2007年12月4日(火)「しんぶん赤旗」
気候変動
水不足・災害の脅威
アジア・太平洋水サミット開幕 各国首脳が口々に
「水の安全保障」をテーマに、アジア・太平洋地域の首脳が集まり水の問題について話し合う、第一回アジア・太平洋水サミットが三日、大分県別府市で始まりました。これには、四十九カ国・地域から約三百人が参加しました。初日は、気候変動による水不足や災害が現実の脅威になっている南太平洋島しょ国の首脳らが訴えました。
キリバス共和国のアノテ・トン大統領は「小さな島しょ国にとって水不足が深刻な問題となっている。気候変動による海面上昇で、地下水の淡水資源の水質を保っていくのがむずかしくなっている」と報告。

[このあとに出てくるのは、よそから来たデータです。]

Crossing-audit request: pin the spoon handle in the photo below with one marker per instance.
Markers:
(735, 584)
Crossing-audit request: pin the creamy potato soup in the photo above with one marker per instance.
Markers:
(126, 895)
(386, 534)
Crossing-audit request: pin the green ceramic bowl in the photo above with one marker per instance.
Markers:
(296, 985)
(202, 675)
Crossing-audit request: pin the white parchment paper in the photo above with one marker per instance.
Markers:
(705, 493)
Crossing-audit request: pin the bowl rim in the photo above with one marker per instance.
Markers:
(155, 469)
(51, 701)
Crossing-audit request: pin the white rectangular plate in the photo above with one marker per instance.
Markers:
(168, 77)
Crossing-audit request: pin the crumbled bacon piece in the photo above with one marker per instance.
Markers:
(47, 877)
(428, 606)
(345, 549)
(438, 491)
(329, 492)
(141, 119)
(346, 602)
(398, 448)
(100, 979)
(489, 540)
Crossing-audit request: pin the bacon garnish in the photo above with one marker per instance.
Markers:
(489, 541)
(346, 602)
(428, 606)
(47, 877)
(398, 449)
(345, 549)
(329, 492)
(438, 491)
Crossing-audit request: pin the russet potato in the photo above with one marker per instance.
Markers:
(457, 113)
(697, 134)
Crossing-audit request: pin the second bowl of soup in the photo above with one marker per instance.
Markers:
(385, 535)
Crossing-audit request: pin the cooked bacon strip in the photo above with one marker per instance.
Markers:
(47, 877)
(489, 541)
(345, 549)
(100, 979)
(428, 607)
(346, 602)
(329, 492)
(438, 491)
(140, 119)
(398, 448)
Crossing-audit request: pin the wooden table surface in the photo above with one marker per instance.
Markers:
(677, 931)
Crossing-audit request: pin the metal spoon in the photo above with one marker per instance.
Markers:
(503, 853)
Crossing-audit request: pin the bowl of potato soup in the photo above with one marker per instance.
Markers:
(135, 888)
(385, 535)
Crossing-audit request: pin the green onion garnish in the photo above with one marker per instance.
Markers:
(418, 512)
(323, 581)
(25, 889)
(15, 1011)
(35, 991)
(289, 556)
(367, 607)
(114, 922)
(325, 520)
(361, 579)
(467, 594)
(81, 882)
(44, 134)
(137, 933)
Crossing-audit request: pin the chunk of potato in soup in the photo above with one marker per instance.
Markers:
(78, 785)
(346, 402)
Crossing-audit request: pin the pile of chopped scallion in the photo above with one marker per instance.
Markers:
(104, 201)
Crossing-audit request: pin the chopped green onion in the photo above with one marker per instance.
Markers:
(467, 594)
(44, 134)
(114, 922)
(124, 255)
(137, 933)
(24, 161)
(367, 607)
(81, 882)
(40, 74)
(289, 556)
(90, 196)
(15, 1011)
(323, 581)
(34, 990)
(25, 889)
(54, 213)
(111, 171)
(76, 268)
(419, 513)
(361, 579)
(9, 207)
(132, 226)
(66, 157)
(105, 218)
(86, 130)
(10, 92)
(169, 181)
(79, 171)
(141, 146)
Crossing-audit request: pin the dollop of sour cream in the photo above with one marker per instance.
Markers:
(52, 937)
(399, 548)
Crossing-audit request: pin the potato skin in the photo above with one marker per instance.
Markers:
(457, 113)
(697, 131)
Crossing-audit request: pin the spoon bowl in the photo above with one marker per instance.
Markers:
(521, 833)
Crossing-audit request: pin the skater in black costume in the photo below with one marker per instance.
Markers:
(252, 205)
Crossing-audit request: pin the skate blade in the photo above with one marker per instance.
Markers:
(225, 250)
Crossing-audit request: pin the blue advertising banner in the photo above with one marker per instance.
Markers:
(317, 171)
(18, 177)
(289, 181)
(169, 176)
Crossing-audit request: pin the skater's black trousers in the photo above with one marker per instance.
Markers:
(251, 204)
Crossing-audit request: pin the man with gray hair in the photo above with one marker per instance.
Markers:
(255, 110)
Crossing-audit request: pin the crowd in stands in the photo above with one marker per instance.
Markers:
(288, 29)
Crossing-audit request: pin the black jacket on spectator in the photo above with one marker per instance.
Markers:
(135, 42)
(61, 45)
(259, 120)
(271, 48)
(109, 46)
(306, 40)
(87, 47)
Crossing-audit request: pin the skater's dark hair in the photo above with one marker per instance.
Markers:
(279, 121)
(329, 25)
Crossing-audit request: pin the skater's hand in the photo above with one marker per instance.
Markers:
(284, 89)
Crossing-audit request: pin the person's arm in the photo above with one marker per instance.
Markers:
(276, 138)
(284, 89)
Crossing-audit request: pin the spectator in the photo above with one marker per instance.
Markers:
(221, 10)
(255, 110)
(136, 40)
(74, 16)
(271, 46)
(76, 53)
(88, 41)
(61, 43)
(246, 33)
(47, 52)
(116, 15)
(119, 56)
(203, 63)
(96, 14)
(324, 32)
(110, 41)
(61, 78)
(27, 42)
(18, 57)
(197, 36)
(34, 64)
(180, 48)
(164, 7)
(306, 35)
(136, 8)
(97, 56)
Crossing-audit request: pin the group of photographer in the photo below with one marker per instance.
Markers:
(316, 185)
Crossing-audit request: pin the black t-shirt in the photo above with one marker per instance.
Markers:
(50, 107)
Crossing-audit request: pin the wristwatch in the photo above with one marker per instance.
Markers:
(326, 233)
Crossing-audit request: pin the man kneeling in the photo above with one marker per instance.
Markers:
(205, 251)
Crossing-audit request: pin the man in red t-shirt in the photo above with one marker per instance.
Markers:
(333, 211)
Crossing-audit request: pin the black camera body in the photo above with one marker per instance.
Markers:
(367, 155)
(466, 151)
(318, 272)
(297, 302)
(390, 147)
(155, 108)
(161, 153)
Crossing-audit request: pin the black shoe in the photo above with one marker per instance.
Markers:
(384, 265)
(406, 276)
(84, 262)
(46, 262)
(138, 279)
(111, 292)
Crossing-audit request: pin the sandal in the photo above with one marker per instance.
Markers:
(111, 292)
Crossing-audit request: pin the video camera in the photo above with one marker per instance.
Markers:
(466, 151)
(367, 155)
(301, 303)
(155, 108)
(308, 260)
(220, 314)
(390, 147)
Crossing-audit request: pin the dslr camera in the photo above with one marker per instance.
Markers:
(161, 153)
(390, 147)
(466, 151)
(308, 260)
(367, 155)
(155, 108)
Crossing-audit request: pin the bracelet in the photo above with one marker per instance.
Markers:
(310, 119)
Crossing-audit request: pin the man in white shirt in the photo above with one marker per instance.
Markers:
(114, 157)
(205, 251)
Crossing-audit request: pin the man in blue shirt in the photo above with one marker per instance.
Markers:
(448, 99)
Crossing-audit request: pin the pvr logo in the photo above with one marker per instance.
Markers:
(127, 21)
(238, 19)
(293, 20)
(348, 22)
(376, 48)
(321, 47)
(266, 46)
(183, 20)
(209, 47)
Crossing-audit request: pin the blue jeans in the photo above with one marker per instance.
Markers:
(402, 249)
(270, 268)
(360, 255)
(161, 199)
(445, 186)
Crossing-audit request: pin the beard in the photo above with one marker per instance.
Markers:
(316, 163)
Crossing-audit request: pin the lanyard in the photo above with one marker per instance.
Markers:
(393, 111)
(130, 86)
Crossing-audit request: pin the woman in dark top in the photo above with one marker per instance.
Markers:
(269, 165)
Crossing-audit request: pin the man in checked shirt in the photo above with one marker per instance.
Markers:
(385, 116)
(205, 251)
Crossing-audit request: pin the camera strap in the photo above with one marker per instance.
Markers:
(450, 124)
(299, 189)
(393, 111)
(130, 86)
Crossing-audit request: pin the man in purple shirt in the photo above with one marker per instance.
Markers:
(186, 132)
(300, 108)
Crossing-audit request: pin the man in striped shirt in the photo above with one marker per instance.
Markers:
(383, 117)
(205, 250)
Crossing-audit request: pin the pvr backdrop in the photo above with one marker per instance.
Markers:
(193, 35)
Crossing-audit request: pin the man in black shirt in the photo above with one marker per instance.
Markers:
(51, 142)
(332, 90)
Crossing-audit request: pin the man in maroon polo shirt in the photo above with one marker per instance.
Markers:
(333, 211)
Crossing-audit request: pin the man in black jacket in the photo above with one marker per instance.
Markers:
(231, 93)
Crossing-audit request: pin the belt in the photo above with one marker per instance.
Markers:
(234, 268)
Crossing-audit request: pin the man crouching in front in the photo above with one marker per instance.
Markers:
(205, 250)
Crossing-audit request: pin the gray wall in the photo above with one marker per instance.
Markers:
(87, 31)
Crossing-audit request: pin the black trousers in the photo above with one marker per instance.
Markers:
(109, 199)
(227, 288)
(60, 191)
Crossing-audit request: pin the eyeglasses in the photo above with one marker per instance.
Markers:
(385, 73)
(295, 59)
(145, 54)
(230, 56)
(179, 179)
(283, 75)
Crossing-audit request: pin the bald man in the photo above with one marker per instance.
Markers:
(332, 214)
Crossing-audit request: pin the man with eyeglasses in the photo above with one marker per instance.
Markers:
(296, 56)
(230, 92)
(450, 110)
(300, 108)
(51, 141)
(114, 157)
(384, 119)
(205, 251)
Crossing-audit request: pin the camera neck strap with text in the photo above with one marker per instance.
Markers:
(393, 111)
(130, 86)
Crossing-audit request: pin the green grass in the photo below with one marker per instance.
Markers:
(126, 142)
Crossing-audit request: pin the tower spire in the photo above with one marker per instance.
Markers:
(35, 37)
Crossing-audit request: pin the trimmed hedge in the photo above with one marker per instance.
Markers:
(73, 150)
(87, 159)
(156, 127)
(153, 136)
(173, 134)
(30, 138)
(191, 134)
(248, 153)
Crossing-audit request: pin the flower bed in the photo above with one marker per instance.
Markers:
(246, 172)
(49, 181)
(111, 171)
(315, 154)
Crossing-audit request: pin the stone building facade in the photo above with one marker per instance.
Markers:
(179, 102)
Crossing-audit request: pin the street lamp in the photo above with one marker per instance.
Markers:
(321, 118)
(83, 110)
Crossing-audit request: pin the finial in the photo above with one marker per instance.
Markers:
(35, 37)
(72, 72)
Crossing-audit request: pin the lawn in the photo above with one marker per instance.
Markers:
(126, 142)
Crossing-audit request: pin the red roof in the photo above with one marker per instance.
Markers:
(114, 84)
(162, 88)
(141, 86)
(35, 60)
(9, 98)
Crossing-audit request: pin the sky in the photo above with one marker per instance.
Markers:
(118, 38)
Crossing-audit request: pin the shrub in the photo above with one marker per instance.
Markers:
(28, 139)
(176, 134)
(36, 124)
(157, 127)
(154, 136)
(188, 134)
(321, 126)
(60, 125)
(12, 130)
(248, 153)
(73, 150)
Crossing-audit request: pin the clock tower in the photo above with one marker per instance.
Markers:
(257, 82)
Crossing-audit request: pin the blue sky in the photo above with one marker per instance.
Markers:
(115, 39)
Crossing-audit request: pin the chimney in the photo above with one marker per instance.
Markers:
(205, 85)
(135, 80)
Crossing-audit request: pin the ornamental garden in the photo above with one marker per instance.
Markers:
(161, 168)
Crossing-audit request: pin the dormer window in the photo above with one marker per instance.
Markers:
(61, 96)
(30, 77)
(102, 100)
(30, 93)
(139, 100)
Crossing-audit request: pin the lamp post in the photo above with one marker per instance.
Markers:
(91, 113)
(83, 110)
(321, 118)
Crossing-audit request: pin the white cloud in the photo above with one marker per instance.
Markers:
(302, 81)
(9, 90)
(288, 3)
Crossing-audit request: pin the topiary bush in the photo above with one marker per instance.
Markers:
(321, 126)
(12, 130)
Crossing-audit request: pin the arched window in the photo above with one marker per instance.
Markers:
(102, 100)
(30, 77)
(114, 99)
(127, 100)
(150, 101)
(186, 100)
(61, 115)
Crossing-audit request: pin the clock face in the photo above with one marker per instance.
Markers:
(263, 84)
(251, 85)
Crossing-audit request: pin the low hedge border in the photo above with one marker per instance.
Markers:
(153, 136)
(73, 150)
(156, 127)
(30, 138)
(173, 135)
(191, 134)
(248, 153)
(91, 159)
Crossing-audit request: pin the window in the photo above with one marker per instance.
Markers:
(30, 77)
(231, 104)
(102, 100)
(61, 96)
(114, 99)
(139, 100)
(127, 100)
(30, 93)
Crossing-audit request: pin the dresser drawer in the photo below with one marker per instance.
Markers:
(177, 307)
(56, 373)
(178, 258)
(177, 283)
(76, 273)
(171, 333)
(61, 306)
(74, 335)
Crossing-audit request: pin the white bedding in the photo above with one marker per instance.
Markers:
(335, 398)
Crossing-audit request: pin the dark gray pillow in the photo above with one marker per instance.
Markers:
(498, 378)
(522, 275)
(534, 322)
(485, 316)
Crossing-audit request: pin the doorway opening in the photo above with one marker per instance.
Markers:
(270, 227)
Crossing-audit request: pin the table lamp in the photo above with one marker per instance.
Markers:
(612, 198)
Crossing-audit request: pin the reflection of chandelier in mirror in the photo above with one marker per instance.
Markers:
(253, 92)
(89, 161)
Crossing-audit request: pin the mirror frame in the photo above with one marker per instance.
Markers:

パラオ共和国のトミー・エサン・エメンゲナウ大統領は、淡水資源を保護するための森林保全プログラムなどのとりくみを紹介しながら、アジア・太平洋地域で約六億五千万人が安全で衛生的な水をえることができず、気候変動による海面上昇で農地や井戸が海水で汚染されている」と発言しました。
ナウル共和国のルドウィク・スコティ大統領は「水道施設はあるが、国内に水の貯蔵設備が無く、貯水システムが重要になっている。ことしきびしいかんばつに襲われ、気候変動に適応していかなければならないが、能力が限られている」と懸念を表明しました。
ニウエのミティタイアギメネ・ヤング・ビビアン首相は「気候変動による海面上昇で塩水が地下水に浸入している。サンゴ礁の島が水没する脅威を実感している。京都議定書を批准していない国は早く批准してほしい。唯一の手段が京都議定書だから」とよびかけました。
また、キルギス、タジキスタンなど中央アジアからは、気候変動による氷河の後退、氷河湖の決壊、かんばつによるアラル海の消失などの危機や河川隣接国間の水資源管理問題が報告されました。